В какой-то момент я вдруг будто лучше увидел вражеский пулемёт, второго номера его расчёта. И почувствовал, куда нужно стрелять, почувствовал, физически ощутил точку прицела! Это было как подсказка, пришедшая извне. И следующая моя очередь ударила точно в цель! Я увидел, как дёрнулся и повалился второй номер, как отбросило и опрокинуло пулемёт врага.

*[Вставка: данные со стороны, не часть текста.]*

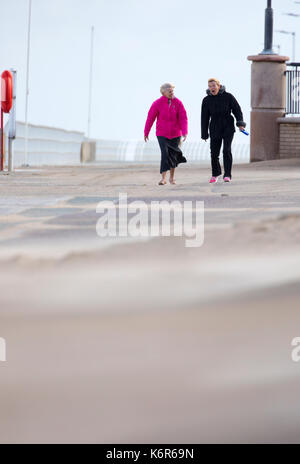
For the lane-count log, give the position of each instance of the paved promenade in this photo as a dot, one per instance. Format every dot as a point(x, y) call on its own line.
point(145, 340)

Это была победа в тяжелейшей схватке! Лишь в ту секунду я ощутил, насколько напряжены мышцы моего тела… Но в поединках пулемётчиков только нам удалось взять победу, остальные расчёты терции были подавлены. На мне скрестили очереди оставшихся «красных»…
Мой машингевер поймал несколько трасов и опрокинулся набок. Я же, осознав бесперспективность дальнейшей схватки, сумел отползти чуть раньше и вытащить раненого наваррца.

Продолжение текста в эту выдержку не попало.